Wanita tersebut membawa gorengan bacang dan makanan lainnya.
Pak Aceng tertarik untuk membeli makanan itu, terlebih dia kasihan melihat si ibu
yang berjualan dengan susah payah.
“Pak, saya titip, ya. Jangan berbuat macam-macam di rumah ini,”
ucap si penjual kue.
“Oh enggak kok. Kami hanya mau KKN,” kata Pak Aceng.
Entah kenapa pedagang itu tiba-tiba menegur Pak Aceng.
malam pertama pun tiba.
Semua orang sudah tidur kecuali Yogi. Dia tidak bisa tidur
karena Pak Aceng mengorok. Yogi pun pindah ke ruang tamu.
Rumah itu punya dua kamar, satu kamar khusus perempuan, dan
satu lagi untuk laki-laki.
Yogi keluar dari kamar sambil membawa bantal. Dia
membaringkan diri di ruang tamu, akan tetapi dia tetap tidak bisa tidur.
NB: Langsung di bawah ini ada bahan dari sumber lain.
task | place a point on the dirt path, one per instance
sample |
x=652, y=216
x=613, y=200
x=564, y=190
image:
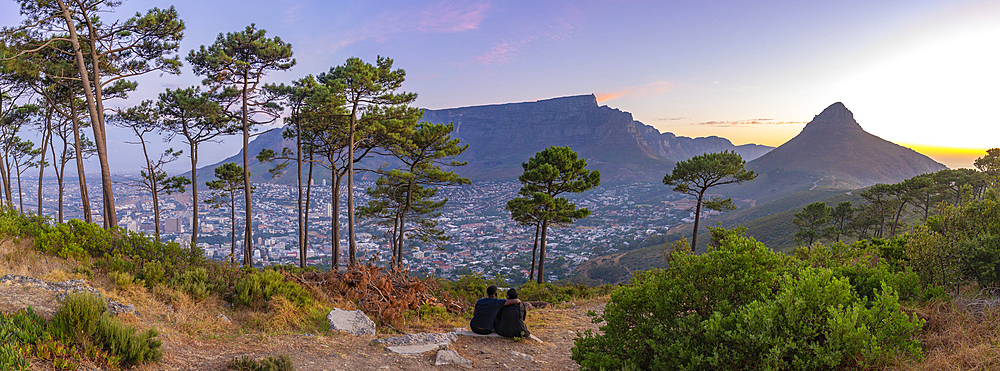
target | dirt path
x=556, y=327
Akhirnya Yogi mematikan lampu.
Klek!
Saat Yogi berusaha memejamkan mata, dia merasa ada yang
meniup telinganya, Yogi pikir itu adalah angin yang berasal dari sela-sela
bilik.
Sesekali Yogi membalikkan badan sambil mengusap telinganya,
namun tetap seperti ada orang yang meniup telinga Yogi.
Dia pun bangun dan menyalakan lampu.
Klik!
Yogi heran siapa yang barusan meniup telinganya. Dia menoleh
ke segala arah, tapi tidak ada siapa-siapa.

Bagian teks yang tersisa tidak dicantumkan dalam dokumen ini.